Effect of Tofacitinib on Coagulation and Platelet Function, and Its Role in Thromboembolic Events

Q: Who can participate in NCT05313620?

Eligibility for this trial depends on the specific inclusion and exclusion criteria set by the sponsor. The plain-English summary above translates the most important criteria into accessible language; the official clinical text is preserved in the collapsible section underneath. Whether you fit any specific trial is a medical decision your doctor needs to confirm — bring the trial information to your treating physician for a full review against your medical history.

Q: How do I contact the trial site for NCT05313620?

Contact information registered with ClinicalTrials.gov is shown in the sidebar of this page. Before reaching out, confirm with your treating physician that this trial is appropriate for your situation. The trial site will then walk you through the screening process to determine final eligibility.

Q: Is participating in a clinical trial safe?

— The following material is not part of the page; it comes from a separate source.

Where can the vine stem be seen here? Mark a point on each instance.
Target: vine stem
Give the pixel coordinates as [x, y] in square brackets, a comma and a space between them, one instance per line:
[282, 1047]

Clinical trials in the United States are regulated by the FDA and overseen by Institutional Review Boards (IRBs) that review the protocol for safety. Risk varies by trial — Phase 1 studies test new treatments in humans for the first time, while Phase 3 trials use treatments that have already passed earlier safety screening. The informed consent document for any specific trial details the known risks and what to expect. Discuss those risks with your physician before deciding whether to participate.

Q: Where can I verify the data on this page?

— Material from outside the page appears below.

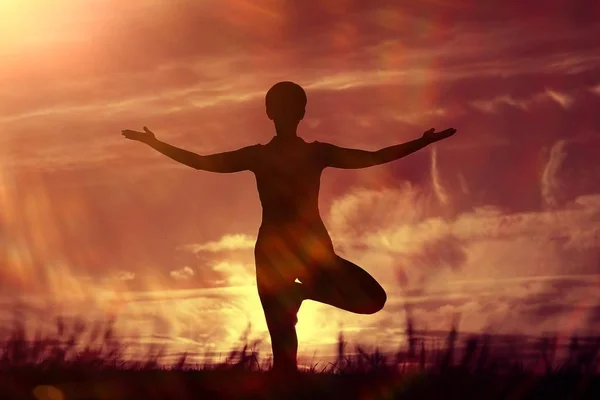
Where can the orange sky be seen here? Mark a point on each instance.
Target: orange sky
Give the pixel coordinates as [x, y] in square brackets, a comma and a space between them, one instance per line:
[499, 224]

Every detail on this page comes directly from the ClinicalTrials.gov API. Click "View on ClinicalTrials.gov" in the sidebar to see the official, unmodified record. The federal record is always authoritative; this page is a structured presentation with a plain-English eligibility translation. For background on how clinical trials are regulated, see the FDA drug approval process documentation.

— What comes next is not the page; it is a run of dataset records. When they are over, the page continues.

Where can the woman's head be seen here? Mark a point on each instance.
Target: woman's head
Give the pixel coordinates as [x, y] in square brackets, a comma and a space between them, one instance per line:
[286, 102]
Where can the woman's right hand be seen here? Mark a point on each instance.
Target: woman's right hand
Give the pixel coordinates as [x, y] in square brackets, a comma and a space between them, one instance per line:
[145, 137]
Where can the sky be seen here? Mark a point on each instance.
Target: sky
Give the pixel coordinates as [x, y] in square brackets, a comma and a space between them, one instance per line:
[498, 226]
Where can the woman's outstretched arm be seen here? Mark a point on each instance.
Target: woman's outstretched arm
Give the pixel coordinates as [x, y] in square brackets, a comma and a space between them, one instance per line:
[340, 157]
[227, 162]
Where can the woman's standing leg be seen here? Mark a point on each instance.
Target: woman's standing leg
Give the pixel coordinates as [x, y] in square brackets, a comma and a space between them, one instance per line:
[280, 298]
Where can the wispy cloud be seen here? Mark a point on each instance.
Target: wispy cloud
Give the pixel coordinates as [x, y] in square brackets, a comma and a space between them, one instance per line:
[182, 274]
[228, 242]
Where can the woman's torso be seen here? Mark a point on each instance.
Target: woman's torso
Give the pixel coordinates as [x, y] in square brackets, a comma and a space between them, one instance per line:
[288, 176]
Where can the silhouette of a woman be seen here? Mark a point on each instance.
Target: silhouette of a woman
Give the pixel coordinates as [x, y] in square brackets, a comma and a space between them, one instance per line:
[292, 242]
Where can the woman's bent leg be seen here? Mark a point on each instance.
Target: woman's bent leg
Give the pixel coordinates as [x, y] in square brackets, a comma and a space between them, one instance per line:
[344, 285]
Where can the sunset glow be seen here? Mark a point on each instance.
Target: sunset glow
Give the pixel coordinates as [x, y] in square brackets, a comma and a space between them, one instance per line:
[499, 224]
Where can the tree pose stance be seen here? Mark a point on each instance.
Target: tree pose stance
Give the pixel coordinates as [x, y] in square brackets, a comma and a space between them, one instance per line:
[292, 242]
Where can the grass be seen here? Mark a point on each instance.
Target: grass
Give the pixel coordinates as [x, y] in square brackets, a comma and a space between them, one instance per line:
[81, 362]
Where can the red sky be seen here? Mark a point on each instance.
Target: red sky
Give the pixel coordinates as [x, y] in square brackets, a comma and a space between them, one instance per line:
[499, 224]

Effect of Tofacitinib on Coagulation and Platelet Function, and Its Role in Thromboembolic Events (NCT05313620) is a Phase 4 interventional studying Ulcerative Colitis and Thromboembolism, sponsored by Fundación de Investigación Biomédica - Hospital Universitario de La Princesa. RECRUITING as of the most recent ClinicalTrials.gov update. Talk to your doctor before contacting the trial site.

About This Trial

Post-authorization, prospective and unicenter clinical trial, in which patients with UC will be included. The treatment with anti-TNFα (infliximab, adalimumab or golimumab) or JAK-inhibitors (tofacitinib) will be initiated by clinical practice and the choice will be made at the discretion of the investigator at the center where the patients will be recruited (Hospital Universitario de La Princesa). In the case of the group of patients treated with tofacitinib, the selection will be made following the action protocol implemented in our center, in which this drug is usually reserved for those cases refractory to anti-TNFα and/or vedolizumab. There will be no random assignment of treatment. The drugs will be used in the approved indications and conditions of use.

What Stage of Research Is This?

Phase 4 studies happen after a treatment has been approved by the FDA. They monitor long-term safety, real-world effectiveness, and any rare side effects that only emerge in larger populations over longer periods. Phase 4 results sometimes lead to label changes, additional warnings, or — rarely — withdrawal of approval.

This trial is currently recruiting participants. The sponsor has registered the study with ClinicalTrials.gov as actively enrolling, which means new applicants who meet the eligibility criteria can be considered for screening. Trial status can change between updates — confirm current recruiting status with the study contact before traveling for a screening visit.

With a target enrollment of 30 participants, this is a small study — typical of early-phase research, rare-disease trials, or pilot studies designed to generate preliminary signal before a larger study is launched.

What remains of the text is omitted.